There are 2 differences in configuration on:
- AMD or Intel based systems.
- ConnectX-3 or ConnectX-6 Mellanox cards.
This example uses:
- Proxmox VE 6.4 (iso file proxmox-ve_6.4-1.iso)
- Mellanox driver v.4.9 (file MLNX_OFED_LINUX-4.9-3.1.5.0-debian10.0-x86_64.iso)
NOTE: I'm not using currently availble Mellanox driver v.5.3 because support for ConnectX-3 was depricated.
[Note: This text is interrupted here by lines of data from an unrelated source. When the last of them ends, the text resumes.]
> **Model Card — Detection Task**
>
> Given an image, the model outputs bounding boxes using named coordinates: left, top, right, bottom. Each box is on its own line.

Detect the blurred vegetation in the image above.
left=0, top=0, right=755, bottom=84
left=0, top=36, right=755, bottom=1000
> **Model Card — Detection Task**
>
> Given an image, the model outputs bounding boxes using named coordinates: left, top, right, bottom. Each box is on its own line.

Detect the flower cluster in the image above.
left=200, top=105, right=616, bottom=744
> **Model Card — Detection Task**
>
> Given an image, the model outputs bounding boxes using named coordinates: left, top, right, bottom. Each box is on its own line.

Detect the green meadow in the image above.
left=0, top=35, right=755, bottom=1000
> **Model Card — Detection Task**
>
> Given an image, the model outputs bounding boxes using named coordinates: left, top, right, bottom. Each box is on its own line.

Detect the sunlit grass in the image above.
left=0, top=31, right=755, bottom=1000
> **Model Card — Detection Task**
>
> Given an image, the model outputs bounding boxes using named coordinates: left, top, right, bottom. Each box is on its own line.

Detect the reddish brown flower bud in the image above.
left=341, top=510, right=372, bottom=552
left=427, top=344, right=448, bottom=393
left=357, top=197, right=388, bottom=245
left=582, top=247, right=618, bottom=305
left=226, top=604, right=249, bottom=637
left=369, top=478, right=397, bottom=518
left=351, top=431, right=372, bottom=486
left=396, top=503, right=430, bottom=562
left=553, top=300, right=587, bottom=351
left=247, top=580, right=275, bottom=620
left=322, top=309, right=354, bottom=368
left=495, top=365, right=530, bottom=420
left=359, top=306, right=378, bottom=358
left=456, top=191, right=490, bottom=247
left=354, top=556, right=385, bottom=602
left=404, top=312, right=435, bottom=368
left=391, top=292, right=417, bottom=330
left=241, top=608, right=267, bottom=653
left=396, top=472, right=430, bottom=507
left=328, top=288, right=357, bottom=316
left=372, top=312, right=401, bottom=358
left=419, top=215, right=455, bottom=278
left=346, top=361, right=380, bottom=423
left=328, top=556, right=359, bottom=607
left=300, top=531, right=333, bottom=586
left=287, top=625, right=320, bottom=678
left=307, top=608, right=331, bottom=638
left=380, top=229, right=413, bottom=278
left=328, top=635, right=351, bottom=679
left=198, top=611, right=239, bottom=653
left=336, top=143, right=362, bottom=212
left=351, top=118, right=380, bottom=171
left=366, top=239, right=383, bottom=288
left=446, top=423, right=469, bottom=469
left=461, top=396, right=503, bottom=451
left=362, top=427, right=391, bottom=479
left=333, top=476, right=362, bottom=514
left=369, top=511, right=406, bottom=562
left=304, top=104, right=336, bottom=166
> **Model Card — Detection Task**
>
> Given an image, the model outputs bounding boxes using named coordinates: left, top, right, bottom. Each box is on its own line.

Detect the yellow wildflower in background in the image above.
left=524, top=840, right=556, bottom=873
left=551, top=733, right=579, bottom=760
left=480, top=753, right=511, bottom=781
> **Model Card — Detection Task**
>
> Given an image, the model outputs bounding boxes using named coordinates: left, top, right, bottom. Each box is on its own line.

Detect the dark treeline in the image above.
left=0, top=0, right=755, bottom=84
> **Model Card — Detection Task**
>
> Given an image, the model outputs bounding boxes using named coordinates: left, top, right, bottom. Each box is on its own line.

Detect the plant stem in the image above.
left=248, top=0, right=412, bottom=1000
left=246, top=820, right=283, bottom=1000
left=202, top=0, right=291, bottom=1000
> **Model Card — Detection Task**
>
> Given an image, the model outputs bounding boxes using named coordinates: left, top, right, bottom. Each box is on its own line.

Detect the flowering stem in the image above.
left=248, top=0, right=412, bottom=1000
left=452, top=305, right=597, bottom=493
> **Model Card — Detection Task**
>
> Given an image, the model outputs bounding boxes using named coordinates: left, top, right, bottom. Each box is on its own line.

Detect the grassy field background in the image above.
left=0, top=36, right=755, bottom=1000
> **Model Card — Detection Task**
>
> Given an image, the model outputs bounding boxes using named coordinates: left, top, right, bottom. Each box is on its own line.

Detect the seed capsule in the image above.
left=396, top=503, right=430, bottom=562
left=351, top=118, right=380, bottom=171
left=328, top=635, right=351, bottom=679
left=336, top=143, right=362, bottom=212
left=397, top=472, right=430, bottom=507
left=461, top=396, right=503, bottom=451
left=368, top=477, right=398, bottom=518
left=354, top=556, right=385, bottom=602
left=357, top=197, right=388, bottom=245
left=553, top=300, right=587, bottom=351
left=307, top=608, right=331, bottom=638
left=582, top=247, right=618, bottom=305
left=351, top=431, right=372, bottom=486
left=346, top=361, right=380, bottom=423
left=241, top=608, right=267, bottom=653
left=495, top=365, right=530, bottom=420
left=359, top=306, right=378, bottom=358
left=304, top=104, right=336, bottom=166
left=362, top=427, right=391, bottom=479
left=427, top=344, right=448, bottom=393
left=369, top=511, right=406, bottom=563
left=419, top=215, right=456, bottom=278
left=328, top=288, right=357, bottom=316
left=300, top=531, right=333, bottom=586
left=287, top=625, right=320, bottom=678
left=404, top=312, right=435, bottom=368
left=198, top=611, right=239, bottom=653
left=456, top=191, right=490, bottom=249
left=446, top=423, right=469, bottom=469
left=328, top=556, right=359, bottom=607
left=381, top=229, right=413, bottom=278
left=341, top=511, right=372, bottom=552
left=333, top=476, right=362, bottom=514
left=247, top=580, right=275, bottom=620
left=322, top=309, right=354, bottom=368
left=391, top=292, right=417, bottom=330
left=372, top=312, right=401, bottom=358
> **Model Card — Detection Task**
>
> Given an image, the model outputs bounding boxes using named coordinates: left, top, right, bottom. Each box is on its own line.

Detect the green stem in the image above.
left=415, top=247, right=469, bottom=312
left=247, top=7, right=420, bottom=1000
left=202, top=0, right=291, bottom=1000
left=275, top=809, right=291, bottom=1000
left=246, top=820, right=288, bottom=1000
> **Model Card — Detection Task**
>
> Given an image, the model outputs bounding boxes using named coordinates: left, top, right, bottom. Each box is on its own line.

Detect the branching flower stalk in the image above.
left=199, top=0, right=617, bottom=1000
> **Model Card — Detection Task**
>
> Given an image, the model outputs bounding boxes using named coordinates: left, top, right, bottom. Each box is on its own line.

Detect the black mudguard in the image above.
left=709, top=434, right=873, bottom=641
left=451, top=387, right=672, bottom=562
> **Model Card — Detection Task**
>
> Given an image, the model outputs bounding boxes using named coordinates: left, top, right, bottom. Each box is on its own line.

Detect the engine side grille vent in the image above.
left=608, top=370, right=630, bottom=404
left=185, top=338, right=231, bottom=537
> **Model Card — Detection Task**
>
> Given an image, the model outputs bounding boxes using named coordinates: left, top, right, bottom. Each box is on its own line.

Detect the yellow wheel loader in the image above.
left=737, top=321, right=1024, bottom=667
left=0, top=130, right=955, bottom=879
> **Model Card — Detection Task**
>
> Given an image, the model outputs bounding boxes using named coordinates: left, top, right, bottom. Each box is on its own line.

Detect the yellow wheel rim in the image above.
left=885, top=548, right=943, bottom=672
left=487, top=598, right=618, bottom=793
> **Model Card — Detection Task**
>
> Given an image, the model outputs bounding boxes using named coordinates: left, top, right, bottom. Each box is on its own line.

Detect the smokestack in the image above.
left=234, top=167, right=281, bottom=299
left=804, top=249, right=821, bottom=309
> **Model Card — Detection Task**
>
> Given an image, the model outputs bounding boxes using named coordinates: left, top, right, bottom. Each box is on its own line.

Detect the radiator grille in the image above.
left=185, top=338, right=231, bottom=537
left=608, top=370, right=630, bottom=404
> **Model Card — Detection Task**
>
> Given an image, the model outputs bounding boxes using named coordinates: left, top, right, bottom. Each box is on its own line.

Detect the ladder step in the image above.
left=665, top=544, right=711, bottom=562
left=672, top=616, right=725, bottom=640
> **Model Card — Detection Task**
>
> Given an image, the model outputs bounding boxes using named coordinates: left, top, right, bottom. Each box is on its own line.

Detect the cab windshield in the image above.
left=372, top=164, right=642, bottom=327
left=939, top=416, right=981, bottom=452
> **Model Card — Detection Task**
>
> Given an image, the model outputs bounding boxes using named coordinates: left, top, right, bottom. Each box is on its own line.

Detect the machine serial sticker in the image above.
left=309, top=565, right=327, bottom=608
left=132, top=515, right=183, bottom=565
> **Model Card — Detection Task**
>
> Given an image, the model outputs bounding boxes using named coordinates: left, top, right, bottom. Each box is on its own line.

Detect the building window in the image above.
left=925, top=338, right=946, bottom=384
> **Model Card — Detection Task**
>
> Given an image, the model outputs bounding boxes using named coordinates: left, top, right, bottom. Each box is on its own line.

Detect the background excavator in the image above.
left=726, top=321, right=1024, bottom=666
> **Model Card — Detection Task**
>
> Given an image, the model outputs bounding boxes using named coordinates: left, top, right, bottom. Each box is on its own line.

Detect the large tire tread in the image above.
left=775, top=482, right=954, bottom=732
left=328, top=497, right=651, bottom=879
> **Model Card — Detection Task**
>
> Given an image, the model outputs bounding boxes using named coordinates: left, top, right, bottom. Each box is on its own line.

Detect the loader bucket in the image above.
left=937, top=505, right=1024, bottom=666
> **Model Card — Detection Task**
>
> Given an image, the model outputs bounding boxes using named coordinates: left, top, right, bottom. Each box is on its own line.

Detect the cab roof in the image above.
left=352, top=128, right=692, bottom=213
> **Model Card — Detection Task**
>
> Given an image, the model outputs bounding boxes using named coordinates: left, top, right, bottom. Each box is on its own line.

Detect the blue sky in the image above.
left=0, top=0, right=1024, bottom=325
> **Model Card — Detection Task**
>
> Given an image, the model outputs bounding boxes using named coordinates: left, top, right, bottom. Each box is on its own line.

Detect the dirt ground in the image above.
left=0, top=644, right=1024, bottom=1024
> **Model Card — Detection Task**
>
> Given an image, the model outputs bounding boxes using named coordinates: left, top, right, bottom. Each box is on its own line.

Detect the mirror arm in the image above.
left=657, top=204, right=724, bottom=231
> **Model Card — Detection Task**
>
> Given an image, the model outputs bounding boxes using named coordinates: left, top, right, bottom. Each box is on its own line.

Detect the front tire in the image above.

Install Proxmox VE 6.4 on server.
In BIOS enable SR-IOV. This option can have differen names: AMD-Vi or VT-d or IOMMU or SR-IOV.
Disable Commercial Repo
sed -i "s/^deb/\#deb/" /etc/apt/sources.list.d/pve-enterprise.list
Add PVE Community Repo and upgrade
echo "deb http://download.proxmox.com/debian/pve $(grep "VERSION=" /etc/os-release | sed -n 's/.*(\(.*\)).*/\1/p') pve-no-subscription" > /etc/apt/sources.list.d/pve-no-enterprise.list
apt update
apt upgrade
reboot
Enable SR-IOV on Linux kernel
Modify file /etc/default/grub
for INTEL
GRUB_CMDLINE_LINUX_DEFAULT="quite intel_iommu=on iommu=pt"
for AMD
GRUB_CMDLINE_LINUX_DEFAULT="quiet amd_iommu=on iommu=pt pcie_acs_override=downstream"
Update GRUB and reboot
update-grub
reboot
Verify dmesg output:
dmesg | grep IOMMU
Install packages needed by Mellanox package:
apt install pve-headers chrpath pkg-config graphviz quilt swig libltdl-dev tk flex automake dpatch gfortran libgfortran4 bison tcl m4 autotools-dev dkms autoconf debhelper ethtool
Download Mellanox driver and mount:
wget https://content.mellanox.com/ofed/MLNX_OFED-4.9-3.1.5.0/MLNX_OFED_LINUX-4.9-3.1.5.0-debian10.0-x86_64.iso
mount -o loop,ro MLNX_OFED_LINUX-4.9-3.1.5.0-debian10.0-x86_64.iso /media/
I'll not install all Mellanox packags in this example. Because it will require to delete Proxmox packages and install them again.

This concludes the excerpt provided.